Fort Walton Beach, Florida

A:  It sounds like you lucked out and got a customer service agent at Cox who was willing to take your problem seriously.  I’ve fielded questions from a lot of Cox customers who relate getting little-to-no assistance, and as a result, I’ve been a little down on Cox in recent issues, so this is a refreshing change.

Let’s look at what we know, and eliminate possibilities.  You have tried at least two different e-mail clients with the same result, so we can safely eliminate the client as the source of the problem.  You said that you’ve checked your block lists for the account and domain of your realtor.  You verified that the sender is not having any issues sending e-mails, because you’ve been able to receive them on a different e-mail account.  You can send e-mails to and receive e-mails from anybody else.  All-in-all I’d say you’ve done a pretty comprehensive job of eliminating most, if not all of the factors under your span of control, from your e-mail configuration to the software that you’re using to send and receive e-mail.

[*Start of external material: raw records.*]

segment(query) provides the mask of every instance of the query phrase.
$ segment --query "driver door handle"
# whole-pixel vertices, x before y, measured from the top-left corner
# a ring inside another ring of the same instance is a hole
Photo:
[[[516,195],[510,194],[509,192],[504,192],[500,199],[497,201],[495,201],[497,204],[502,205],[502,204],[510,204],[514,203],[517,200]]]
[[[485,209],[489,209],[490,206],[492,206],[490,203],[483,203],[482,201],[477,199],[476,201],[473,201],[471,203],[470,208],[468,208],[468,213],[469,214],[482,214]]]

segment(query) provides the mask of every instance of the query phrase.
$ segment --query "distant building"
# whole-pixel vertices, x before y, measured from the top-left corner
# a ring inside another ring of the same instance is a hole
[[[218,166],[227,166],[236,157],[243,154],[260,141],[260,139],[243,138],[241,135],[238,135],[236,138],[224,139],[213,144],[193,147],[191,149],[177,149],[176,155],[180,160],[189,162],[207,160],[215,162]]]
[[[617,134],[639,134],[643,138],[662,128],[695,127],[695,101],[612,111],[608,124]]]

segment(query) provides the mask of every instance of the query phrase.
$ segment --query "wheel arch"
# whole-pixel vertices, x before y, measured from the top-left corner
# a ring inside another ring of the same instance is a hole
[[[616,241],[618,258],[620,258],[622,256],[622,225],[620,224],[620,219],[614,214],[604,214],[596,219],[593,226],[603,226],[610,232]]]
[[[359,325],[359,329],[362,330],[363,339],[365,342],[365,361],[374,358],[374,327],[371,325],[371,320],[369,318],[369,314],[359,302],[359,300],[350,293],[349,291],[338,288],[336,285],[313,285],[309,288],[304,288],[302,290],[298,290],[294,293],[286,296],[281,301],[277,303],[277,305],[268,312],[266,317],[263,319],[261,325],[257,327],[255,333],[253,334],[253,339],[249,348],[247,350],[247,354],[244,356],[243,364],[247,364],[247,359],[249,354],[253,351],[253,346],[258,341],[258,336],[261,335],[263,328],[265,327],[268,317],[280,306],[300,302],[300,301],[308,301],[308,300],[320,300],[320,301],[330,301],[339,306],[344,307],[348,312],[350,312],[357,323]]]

That leaves only those factors that are outside of your control, and there is lot to consider.  First of all, I suggest that you check with your realtor and make absolutely sure he or she is spelling all the parts of your e-mail address correctly.  If that’s not the problem, we must turn our examination to the path that the e-mail takes while travelling from your realtor to you, because obviously it’s being stopped somewhere along the way.  An e-mail’s journey between two accounts is far more than a single jump from one to the other.  An e-mail goes through multiple servers and over many dozens of network segment hops. The potential exists for it to be interrupted for any number of reasons at any point.  However, the Internet is pretty robust, and rather than simply fail when a problem occurs, it is designed to reroute message traffic to other, functioning paths to ensure network traffic gets through.  Besides, if such a failure occurred, it would affect all network traffic, not just e-mail.  The problem would probably have been detected and corrected long before now.  So, the likelihood of any type of failure along the line being the problem is unlikely indeed.

That leaves only one possible avenue that I’m aware of: the e-mails is being intentionally stopped.  How, and why, you might ask?  Well, in a world where 86% of all e-mail that goes across the Internet is SPAM, there are those server operators that try to do their part to combat this scourge.  They track known sources of SPAM, and when a server or account is identified as being associated with such activity, the account, or even the entire server can get blacklisted, which essentially means all e-mail traffic arriving from that server is refused.  It’s similar to the blocked list you mentioned, but at the server level, and on a far larger scale.

Now, I’m not saying that your realtor is a source of SPAM.  However, by all outward appearances, their account or their domain has blacklisted, possibly at Cox.  I didn’t see any mention in your question that anyone checked to see if Cox itself might be blocking the e-mails, so I suggest you re-engage with Cox customer service and explore that possibility.  Also, consider sending a note to your realtor suggesting they do a little legwork to determine if they have been blacklisted.  Their IT department will know how to do that.